Documentation

The loading process

The basic processing entity is a Task. A Task is started when an export block becomes available. Export blocks come converted to CSV, and are contained in a single directory. They must be registered to get in the processing queue. There are several different export types: TARGET, BEST, RUNS, PLATE and TILING. The format of the respective csv files are found here. Each task comes with a id number that is unique within its category.

The loading process consists of Steps. The first step is to load each block of data into a separate SQL Server database, containing only a thin set of indices. Then we validate the data. This includes several things: we verify that there are no primary key collisions, all foreign keys point to a valid record, and we build several ancilliary tables for spatial searches (HTM, Neighbors, etc.) After the validation step we publish the data: we perform a db-to-db copy, where the target is the final production database. The last step in the process is that we make a backup of the SQL block in its final stage to storage brick.

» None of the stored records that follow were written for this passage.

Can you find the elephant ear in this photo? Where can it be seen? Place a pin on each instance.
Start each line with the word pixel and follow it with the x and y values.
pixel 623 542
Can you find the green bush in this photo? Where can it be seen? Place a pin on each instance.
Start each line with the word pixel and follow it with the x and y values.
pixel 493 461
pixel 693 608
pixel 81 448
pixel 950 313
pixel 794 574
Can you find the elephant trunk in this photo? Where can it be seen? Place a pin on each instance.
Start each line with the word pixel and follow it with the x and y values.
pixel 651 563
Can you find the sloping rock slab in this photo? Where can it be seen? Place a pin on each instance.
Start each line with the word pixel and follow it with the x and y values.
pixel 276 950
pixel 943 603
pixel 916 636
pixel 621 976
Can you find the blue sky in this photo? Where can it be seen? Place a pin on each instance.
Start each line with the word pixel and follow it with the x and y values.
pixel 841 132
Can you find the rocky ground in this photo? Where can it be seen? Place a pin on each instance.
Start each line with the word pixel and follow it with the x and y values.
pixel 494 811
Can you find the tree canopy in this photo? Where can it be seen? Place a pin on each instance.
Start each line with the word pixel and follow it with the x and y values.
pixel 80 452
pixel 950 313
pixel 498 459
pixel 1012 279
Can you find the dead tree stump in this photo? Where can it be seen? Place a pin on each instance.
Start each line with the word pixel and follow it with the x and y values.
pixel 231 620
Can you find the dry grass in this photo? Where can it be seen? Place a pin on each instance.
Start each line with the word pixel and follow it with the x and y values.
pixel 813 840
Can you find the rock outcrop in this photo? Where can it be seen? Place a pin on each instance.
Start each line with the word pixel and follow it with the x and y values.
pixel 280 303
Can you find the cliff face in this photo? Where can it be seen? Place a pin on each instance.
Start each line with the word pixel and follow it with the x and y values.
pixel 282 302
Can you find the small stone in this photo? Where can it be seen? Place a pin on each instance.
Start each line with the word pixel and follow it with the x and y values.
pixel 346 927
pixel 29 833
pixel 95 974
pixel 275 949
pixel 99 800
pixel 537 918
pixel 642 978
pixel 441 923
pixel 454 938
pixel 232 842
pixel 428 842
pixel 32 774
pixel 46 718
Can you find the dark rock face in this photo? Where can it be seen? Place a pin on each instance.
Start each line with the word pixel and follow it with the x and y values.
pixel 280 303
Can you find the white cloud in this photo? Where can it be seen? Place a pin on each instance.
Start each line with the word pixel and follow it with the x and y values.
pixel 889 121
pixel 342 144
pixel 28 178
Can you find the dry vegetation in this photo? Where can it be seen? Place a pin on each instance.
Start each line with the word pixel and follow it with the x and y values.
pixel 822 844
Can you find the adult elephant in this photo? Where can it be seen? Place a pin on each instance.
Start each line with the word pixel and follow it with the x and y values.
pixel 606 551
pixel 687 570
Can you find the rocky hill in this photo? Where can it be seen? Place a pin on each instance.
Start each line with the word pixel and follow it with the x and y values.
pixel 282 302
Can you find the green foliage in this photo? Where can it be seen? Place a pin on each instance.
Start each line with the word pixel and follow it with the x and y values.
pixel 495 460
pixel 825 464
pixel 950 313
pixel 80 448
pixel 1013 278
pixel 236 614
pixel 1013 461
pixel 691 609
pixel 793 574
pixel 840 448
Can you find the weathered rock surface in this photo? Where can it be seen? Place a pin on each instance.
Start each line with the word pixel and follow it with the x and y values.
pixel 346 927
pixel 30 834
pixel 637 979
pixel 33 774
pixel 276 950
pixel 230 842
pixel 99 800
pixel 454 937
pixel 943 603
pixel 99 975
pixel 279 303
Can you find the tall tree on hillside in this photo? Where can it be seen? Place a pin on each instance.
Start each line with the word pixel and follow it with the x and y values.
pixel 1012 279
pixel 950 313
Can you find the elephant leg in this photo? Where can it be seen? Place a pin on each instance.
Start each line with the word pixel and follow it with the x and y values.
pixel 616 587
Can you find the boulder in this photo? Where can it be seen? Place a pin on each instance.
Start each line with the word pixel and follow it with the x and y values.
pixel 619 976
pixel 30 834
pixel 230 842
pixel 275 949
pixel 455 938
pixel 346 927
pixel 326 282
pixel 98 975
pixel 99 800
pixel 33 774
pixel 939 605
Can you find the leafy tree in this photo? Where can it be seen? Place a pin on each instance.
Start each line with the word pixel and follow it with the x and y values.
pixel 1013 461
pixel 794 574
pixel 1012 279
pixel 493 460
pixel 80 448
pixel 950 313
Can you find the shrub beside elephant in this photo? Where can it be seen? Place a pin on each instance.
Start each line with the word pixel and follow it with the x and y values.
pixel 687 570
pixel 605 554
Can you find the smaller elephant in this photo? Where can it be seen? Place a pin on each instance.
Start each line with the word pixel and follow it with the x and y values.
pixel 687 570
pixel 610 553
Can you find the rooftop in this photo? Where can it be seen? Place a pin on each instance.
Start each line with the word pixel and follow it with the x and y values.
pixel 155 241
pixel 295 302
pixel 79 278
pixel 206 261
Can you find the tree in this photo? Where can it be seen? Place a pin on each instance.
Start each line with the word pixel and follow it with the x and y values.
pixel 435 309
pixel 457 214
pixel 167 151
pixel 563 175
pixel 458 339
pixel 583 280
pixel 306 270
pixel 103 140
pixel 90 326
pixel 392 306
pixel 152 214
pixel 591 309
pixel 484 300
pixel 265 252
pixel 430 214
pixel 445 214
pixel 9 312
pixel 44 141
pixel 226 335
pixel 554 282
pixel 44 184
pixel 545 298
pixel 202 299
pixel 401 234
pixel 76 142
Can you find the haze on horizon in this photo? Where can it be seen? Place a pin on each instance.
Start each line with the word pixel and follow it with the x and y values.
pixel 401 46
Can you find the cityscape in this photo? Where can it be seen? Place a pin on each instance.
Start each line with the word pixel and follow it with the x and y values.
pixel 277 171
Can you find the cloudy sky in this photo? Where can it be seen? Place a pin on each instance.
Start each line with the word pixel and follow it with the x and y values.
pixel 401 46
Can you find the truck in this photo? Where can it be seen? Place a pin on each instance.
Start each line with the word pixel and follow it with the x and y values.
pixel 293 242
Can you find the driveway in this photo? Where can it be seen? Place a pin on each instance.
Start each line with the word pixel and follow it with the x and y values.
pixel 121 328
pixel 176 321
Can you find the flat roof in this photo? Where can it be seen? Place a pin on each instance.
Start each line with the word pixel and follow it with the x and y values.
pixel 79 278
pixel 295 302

There are codes associated with the state of the tasks. These are composed of the step name and of the

A state-machine representation of the loading process. Each step is a sequence of rather complex steps in itself. The yellow question marks represent a manual Undo step, which is performed as necessary.

Tracking

We have set up a database to track the information about the loading. This database tracks Tasks and Events. Nothing is ever deleted from the database, we only add things. The database is visible from the outside, but its contents can only be changed (added to) from within the private network.

Each step generates several Events. An event is the start of a processing step, its success and its failure. An event is always uniquely associated with a task. It has a timestamp, indicating when the event was logged. Thus, one can estimate the time it took for a processing step from the difference between the timestamp of the completion and its start. The events can also point to a logfile, or to a set of log records in another table, which can be inspected in the case of an error condition.

Each action in the loadlog database is done through a small set of stored procedures, like spNewTask, or spNewEvent.